Jira progress: loading…
AIIL-RB
SRE Runbooks
1. Operational runbooks for AI services
1.1. Purpose
Operational runbooks for AI services: detect, mitigate, and prevent failures without breaking compliance guarantees. Each playbook preserves:
- Determinism: (method_id, version) pinned
- Format control: (regex_name, version) enforced
- Traceability: provenance_id in every hop
- Jurisdiction: acl_tags honored on compute & expo
1.2. Index Drift — Detection & Rollback
Signals (what to watch)
- Accuracy shift: answers_with_all_citations / total_answers drops > 3% over 1h
- Result inconsistency: repeat questions produce different citations (Jaccard < 0.5)
- Shard skew: retriever_shard_miss_rate > 2%
- Embedding mismatch: sudden rise in OOV (out-of-vocab) vectors for the same corpus
Triage (10–minute checklist)
- Freeze writes
kubectl scale deploy retriever-writer --replicas=0 -n rag
- Compare index manifests (prod vs last-known-good)

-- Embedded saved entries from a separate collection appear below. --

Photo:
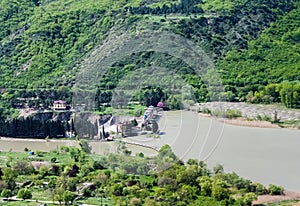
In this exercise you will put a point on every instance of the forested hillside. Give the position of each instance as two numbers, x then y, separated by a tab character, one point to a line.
254	44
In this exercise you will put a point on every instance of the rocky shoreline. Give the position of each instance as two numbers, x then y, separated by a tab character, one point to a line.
251	112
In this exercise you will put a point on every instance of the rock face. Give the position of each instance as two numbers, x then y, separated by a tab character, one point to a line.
54	116
53	124
88	125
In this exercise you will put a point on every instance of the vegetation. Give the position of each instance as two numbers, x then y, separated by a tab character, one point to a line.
44	42
77	177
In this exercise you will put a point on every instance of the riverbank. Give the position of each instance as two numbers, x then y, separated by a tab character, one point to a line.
287	196
253	115
243	122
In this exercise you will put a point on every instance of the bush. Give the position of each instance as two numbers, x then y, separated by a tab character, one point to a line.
24	194
6	193
230	113
275	190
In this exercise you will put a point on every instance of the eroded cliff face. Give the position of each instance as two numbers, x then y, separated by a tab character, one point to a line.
88	124
54	124
53	116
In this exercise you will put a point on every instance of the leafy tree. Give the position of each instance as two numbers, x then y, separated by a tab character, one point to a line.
219	190
68	197
275	190
6	193
24	194
9	176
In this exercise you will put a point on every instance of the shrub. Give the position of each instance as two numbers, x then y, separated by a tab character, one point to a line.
275	190
24	194
6	193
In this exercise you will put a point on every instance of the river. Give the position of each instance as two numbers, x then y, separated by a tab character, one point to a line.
265	155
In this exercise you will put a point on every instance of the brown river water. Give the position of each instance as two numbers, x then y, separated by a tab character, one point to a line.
266	155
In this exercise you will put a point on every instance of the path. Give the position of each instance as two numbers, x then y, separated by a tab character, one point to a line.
253	110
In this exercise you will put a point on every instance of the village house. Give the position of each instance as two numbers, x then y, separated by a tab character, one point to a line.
59	105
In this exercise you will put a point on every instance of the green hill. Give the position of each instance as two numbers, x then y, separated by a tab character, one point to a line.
43	43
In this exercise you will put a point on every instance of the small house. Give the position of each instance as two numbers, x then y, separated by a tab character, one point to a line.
59	105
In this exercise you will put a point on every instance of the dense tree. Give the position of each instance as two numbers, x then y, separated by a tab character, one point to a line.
24	194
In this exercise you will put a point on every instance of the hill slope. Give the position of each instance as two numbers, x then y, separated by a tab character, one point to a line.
44	42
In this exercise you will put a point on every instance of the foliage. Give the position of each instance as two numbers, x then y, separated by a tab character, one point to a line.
24	194
275	190
137	180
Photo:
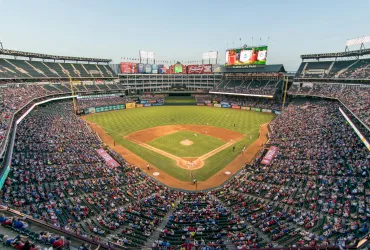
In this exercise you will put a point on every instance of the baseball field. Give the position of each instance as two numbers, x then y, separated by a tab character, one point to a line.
180	141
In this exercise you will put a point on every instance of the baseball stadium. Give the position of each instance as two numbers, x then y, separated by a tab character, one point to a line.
224	151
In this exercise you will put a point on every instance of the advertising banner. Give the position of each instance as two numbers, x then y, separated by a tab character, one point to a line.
267	110
141	68
130	105
270	155
200	69
162	69
256	109
148	68
244	57
154	69
91	110
108	159
128	68
108	108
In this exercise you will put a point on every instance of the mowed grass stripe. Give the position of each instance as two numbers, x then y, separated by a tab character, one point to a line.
123	122
202	144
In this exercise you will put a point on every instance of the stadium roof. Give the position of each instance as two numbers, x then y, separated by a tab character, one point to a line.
275	68
44	56
355	53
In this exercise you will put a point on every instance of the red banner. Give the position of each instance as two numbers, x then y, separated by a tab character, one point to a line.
270	155
108	159
200	69
128	68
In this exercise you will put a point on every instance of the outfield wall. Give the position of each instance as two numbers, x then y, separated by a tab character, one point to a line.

diff <(aws s3 ls s3://zayaz-indices/prod/) <(aws s3 ls s3://zayaz-indices/lkg/)
- Drift sample: same 20 gold queries against current vs LKG
./bin/rag_probe --manifest prod --suite gold_20.json > prod.out
./bin/rag_probe --manifest lkg --suite gold_20.json > lkg.out
./bin/compare_hits prod.out lkg.out
Rollback (deterministic)
- Point gateway to LKG index (feature flag)
helm upgrade rag-gateway ./charts/rag-gateway \
--set retrieval.indexManifest=s3://zayaz-indices/lkg/manifest.json
- Invalidate retriever cache
kubectl delete pods -l app=retriever -n rag
Verify & Unfreeze
- Re-run gold_200 evaluation; require ∆top1@k ≤ 1% vs baseline.
- Re-enable writes:
kubectl scale deploy retriever-writer --replicas=2 -n rag
Governance note: Index flips are logged with change ticket + hash of LKG manifest; audit appends provenance_id chain.
1.3. Behavior Adapter Misconfig — Resolution
Symptoms
- Answers lose “compliance tone” or structured sections
- Missing compute calls when numbers are requested
- Regex failure spikes (citation/unit format)
Quick checks
- Adapter release diff
kubectl rollout history deploy/behavior-adapter -n rag
kubectl logs deploy/behavior-adapter -n rag | tail -n 200
- Policy set in effect
curl -s http://adapter:8080/debug/policy | jq .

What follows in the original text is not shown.